While the European jobs market has somewhat more slack than at the end of 2019, inflation is much higher, at more than double the European Central Bank’s roughly 2% target over recent months.

But so far, the ECB sees few signs of what it calls “second-round effects,” or workers pressing for wage increases to offset losses of real spending power that would in turn trigger further price rises as businesses move to cover higher labor costs.

That is one reason why the central bank plans to continue with its bond-buying program into 2022 and has signaled it sees little prospect of a rise in its key interest rate during the year, in contrast to the Federal Reserve, which plans to end its bond purchases by March and penciled in three quarter-percentage-point interest-rate increases in 2022.

“The numbers are not telling us that we are seeing second-round effects and that wage negotiations have delivered or are about to deliver numbers that would actually lead to second-round effects,” ECB President

Christine Lagarde

told reporters last month.

However, the ECB acknowledges that the longer inflation remains above its target, the more likely it is that workers will demand big pay increases to preserve their spending power. And in mid-December, the ECB said the inflation rate will likely average 3.2% in 2022, up from its September forecast of an average of 1.7%.

A closed Christmas market in Vienna on Nov. 22.



Photo:

Akos Stiller/Bloomberg News

Labor unions are looking for bigger wage increases than recorded in the third quarter, particularly where businesses have made large profits during the pandemic, or workers have become significantly more productive.

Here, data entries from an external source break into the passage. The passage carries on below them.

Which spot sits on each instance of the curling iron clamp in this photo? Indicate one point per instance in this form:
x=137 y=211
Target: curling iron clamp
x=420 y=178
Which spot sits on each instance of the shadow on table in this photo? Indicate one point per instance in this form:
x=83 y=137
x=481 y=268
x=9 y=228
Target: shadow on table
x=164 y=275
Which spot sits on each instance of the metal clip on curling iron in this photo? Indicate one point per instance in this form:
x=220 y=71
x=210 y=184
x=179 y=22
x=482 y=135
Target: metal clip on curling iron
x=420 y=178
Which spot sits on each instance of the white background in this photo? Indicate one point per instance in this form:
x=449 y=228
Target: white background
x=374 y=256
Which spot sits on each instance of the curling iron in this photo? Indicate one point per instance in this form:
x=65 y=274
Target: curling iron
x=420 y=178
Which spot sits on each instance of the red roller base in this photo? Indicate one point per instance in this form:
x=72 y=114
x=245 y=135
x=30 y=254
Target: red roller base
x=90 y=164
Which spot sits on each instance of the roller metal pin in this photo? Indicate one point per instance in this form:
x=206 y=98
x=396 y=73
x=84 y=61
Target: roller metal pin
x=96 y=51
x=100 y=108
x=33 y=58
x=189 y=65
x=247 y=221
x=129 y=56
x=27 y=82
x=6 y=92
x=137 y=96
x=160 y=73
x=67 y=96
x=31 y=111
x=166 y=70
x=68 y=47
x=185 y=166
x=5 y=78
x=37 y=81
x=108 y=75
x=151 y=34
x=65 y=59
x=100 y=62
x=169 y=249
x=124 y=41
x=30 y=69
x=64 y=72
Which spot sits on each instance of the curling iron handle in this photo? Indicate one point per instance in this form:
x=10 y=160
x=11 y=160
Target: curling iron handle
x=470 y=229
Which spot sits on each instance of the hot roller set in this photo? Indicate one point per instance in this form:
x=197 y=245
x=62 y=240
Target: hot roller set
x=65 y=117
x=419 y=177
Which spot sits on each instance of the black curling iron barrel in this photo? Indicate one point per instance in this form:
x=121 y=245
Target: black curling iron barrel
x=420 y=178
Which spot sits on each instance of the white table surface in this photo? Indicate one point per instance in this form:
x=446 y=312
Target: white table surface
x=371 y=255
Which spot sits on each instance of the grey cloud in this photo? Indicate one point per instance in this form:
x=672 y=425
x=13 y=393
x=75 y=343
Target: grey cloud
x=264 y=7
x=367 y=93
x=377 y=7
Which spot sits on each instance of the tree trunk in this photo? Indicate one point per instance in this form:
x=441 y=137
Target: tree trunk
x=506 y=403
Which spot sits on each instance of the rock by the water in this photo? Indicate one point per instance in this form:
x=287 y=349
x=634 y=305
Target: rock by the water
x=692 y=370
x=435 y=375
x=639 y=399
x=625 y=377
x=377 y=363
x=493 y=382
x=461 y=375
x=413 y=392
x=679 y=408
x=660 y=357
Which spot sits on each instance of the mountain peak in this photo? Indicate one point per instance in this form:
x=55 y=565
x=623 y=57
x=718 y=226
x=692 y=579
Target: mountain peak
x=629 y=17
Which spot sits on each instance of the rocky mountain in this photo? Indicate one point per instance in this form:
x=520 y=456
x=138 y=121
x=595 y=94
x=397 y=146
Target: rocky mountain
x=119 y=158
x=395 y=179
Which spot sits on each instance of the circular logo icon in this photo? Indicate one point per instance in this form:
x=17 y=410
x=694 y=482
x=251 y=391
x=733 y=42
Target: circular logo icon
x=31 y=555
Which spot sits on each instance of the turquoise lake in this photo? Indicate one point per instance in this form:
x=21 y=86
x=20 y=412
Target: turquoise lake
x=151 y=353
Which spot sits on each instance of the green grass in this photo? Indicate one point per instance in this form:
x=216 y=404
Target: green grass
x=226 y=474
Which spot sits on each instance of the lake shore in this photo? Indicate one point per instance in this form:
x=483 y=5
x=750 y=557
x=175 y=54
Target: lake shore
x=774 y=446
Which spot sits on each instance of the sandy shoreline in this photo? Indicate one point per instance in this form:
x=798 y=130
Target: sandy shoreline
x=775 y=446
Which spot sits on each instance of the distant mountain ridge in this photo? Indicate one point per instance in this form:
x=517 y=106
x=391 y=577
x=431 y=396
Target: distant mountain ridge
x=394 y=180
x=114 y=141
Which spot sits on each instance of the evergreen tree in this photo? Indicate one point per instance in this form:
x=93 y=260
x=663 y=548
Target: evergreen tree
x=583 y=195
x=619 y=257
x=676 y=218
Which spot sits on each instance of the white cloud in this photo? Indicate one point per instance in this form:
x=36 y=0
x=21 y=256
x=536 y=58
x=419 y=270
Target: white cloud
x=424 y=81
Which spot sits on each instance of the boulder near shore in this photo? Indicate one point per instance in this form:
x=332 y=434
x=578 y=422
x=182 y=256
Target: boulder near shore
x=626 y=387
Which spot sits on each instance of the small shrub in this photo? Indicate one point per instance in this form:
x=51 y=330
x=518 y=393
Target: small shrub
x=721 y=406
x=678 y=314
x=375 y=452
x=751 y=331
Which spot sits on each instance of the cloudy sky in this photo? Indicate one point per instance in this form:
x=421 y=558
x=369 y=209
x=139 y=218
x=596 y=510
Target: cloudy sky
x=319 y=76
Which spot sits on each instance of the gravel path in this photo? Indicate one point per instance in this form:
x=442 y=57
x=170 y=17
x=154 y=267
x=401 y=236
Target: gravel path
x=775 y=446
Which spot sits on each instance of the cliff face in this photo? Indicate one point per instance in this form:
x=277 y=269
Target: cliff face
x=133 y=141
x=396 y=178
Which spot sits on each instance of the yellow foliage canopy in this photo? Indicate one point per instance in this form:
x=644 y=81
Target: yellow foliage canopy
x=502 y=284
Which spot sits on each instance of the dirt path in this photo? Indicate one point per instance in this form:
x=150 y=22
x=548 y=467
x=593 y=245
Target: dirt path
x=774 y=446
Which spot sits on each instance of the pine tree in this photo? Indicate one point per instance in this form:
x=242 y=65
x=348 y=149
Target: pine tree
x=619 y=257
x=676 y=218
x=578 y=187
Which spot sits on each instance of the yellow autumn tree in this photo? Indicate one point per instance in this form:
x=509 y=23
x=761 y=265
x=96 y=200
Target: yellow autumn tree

“Pay increases are also important to acknowledge that many workers helped to get our societies going during the pandemic,” said Esther Lynch, deputy general secretary of the European Trade Union Confederation, which represents 45 million workers. “This not only deserves applause but should also be rewarded financially.”

However, the unions seem unlikely to press for large pay increases across the board, having focused over recent decades on holding on to jobs in the face of competition from low-wage locations in Eastern Europe and Asia rather than maximizing near-term pay.

“Trade unions take as a rule a long-term view in wage negotiations, basing their claims on trend productivity and the ECB inflation target,” said Ms. Lynch. “This helps to stabilize the recovery.”